Salt's sweet spot - Goldilocks dilemma
Two reports from a global collaborative study involving hundreds of investigators from 18 countries published in the New England Journal of Medicine are shaking up conventional wisdom around salt consumption.
The Prospective Urban & Rural Epidemiological (PURE) study, led by investigators from the Population Health Research Institute, McMaster University and Hamilton Health Sciences, followed more than 100,000 people for nearly four years. The study assessed sodium and potassium intake and related them to blood pressure as well as to deaths, heart disease and strokes.
Current intake of sodium in Canada is typically between 3.5 and 4 g/day and some guidelines have recommended that the entire population lower its sodium intake to below 2.3 g/day, a level that fewer than 5% of Canadians (and people around the world) now consume.
Researchers have shown that the effects of increasing sodium intake on raising blood pressure - a risk factor for heart attack, heart failure, stroke and other problems - become dramatically worse as intake rises above 5 g/day, especially among people who already have high blood pressure, who are older than 55 or both.
But the blood-pressure effects are more modest at average levels of sodium consumption (3 to 5 g/day) and not evident at low levels of intake below 3 grams of sodium per day (a level that is higher than the maximum currently recommended by many guidelines), says Andrew Mente, the lead author of one report and an assistant professor of clinical epidemiology and biostatistics.
“While there has been much focus on reducing salt in the diet, an important and ignored approach to lowering blood pressure is increasing the amount of potassium consumed. A balanced approach is what is likely to have the greatest benefit in lowering blood pressure,” says Mente. “This can be achieved by moderation in salt intake, combined with eating lots of fruits and vegetables.”
While too much salt has long been recognised as a serious health risk, the researchers have also found that may be a risk from eating too little.
In fact, the lead author of the second report, Martin O’Donnell, suggests that what is now generally recommended as a healthy daily ceiling for salt consumption appears to be set too low.
“Low sodium intake does reduce blood pressure modestly, compared to moderate (or average) intake, but low sodium intake also has other effects, including adverse elevations of certain hormones that are associated with an increase in risk of death and cardiovascular diseases. The key question is whether these competing physiologic effects result in net clinical benefit or not,” says O’Donnell, an associate clinical professor at McMaster University and National University of Ireland Galway.

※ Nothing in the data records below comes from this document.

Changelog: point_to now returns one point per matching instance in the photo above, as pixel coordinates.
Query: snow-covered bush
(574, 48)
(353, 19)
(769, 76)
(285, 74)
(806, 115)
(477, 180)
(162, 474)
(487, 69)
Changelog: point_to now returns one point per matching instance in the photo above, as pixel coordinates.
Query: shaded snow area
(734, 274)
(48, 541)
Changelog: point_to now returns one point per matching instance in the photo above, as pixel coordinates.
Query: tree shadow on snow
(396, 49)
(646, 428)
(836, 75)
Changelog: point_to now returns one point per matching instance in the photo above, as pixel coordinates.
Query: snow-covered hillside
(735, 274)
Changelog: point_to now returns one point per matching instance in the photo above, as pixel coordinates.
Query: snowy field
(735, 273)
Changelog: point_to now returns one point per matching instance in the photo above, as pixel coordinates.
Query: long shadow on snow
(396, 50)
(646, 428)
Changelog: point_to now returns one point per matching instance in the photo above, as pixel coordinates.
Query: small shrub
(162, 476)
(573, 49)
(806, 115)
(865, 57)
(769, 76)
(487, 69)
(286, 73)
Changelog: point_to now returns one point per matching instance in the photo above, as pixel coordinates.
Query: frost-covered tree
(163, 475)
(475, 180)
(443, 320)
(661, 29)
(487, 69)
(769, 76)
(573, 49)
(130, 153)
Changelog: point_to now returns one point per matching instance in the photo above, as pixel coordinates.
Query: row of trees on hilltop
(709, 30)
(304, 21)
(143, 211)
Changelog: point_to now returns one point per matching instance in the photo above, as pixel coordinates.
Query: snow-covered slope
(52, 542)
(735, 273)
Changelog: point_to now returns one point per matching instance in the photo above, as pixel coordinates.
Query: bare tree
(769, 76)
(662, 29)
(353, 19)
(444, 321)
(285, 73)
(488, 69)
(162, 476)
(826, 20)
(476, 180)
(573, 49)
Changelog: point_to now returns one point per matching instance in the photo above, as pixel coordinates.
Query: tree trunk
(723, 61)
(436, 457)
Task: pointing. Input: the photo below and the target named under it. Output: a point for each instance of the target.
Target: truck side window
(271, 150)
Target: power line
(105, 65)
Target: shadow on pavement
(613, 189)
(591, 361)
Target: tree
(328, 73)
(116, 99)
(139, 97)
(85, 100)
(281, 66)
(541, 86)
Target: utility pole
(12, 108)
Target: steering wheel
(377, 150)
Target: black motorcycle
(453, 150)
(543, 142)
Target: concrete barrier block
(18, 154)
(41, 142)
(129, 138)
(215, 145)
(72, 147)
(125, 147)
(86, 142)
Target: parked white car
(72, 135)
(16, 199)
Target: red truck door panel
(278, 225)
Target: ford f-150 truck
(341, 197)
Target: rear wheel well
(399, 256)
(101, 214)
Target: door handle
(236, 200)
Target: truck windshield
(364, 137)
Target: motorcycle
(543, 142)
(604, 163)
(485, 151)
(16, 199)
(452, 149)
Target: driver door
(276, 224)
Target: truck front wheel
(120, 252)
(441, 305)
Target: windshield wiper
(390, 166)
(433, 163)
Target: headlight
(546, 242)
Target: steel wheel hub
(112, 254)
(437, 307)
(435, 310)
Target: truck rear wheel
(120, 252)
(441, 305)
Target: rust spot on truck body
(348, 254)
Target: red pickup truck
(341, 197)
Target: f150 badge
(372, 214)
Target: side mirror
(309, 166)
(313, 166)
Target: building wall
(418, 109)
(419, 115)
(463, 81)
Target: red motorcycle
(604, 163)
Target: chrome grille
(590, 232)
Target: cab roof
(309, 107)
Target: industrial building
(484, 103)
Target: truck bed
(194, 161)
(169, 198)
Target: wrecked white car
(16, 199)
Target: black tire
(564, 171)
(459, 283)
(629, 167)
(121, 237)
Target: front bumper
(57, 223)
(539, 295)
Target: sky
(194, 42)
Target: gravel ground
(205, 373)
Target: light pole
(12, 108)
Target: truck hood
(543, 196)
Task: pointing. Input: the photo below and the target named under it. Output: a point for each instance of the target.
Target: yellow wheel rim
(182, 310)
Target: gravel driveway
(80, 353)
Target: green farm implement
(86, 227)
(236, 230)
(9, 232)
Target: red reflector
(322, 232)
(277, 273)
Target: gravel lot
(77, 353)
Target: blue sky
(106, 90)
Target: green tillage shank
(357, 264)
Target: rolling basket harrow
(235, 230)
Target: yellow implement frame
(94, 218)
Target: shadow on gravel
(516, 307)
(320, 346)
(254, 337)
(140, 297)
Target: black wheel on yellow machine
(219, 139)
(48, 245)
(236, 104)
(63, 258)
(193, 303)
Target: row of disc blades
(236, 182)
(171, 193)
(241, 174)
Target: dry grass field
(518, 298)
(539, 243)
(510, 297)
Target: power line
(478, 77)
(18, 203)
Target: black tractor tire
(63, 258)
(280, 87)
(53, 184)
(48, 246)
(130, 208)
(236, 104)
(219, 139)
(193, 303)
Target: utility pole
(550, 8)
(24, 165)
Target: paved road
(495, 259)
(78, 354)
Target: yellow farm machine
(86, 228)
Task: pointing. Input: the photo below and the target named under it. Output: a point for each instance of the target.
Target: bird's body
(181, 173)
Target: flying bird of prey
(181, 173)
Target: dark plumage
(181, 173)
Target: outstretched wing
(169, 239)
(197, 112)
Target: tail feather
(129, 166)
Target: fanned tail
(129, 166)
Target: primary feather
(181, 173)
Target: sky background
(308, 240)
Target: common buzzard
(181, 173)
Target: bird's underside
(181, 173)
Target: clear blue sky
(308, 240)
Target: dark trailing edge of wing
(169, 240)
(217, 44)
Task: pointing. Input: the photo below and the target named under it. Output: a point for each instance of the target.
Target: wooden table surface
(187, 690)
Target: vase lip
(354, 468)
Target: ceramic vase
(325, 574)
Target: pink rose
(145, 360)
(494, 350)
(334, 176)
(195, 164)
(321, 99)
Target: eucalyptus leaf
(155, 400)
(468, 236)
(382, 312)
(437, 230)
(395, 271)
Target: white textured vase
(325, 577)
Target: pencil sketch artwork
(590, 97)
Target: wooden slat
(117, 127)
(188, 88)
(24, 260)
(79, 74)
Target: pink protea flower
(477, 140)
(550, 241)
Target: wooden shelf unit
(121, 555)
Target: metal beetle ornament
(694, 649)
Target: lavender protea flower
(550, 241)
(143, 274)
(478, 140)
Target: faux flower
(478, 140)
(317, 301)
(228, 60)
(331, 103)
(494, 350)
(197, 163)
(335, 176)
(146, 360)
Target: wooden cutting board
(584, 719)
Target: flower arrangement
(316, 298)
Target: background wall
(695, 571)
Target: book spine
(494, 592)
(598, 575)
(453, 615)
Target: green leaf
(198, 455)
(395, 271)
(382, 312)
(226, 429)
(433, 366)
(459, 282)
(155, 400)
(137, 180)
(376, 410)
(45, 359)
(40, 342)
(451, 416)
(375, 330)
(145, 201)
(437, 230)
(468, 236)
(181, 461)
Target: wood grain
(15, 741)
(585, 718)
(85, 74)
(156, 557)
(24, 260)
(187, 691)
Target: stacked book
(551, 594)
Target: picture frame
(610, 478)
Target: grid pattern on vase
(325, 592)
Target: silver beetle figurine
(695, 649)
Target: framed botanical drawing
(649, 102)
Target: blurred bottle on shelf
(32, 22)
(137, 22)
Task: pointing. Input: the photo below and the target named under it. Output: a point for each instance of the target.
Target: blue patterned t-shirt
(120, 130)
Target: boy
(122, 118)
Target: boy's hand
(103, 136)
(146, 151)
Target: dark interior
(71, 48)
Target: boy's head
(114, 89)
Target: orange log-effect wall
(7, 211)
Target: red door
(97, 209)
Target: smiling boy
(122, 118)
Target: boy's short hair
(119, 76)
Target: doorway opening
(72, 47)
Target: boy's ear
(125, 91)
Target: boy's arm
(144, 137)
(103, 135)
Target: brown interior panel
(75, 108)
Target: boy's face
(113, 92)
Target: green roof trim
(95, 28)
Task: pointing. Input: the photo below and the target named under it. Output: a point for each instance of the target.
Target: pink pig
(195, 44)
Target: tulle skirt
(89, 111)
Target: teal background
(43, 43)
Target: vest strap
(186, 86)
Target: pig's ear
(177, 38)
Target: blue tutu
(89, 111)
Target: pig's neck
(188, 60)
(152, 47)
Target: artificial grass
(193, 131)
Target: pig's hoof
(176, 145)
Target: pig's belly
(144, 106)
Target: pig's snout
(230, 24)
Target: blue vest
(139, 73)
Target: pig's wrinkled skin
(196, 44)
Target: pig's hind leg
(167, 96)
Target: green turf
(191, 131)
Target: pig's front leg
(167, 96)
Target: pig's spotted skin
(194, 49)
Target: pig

“In the PURE study, we found the lowest risk of death and cardiovascular events in those who consumed moderate amounts of sodium intake (3 to 6 g/day), with an increased risk above and below that range. While this finding has been reported in previous smaller studies, PURE is the largest international study to study sodium intake and health outcomes, and adds considerable strength to the contention that moderate sodium intake is optimal.”
The studies were funded from more than 50 sources, including the PHRI, the Heart and Stroke Foundation of Canada and the Canadian Institutes of Health Research.
“The findings of both studies are robust, globally applicable and collectively question established dogma and recommended policies. This also means that salt reduction should be primarily targeted at those who have high BP and those who consume a lot of salt,” says Salim Yusuf, the principal investigator of the global PURE study, senior author of both reports and director of the Population Health Research Institute, which designed and coordinated the study.
Taken together, the papers show there is a ‘sweet spot’ for sodium consumption, where too much or too little can be damaging, while a moderate amount between 3 and 6 grams is optimal. The good news is that most people in the world already consume an amount in that range, the researchers found.
In an accompanying editorial in the NEJM, Prof Suzanne Oparil from the University of Birmingham, Alabama, urged reconsideration of current guidelines and recommended randomised trials comparing outcomes in people who consume usual salt intake to very low intake to assess if further reductions in sodium reduces clinical events.
“These provocative findings beg for a randomised, controlled outcome trial to compare reduced sodium intake with usual diet,” writes Prof Oparil. “In the absence of such a trial, the results argue against reduction of dietary sodium as an isolated public health recommendation.”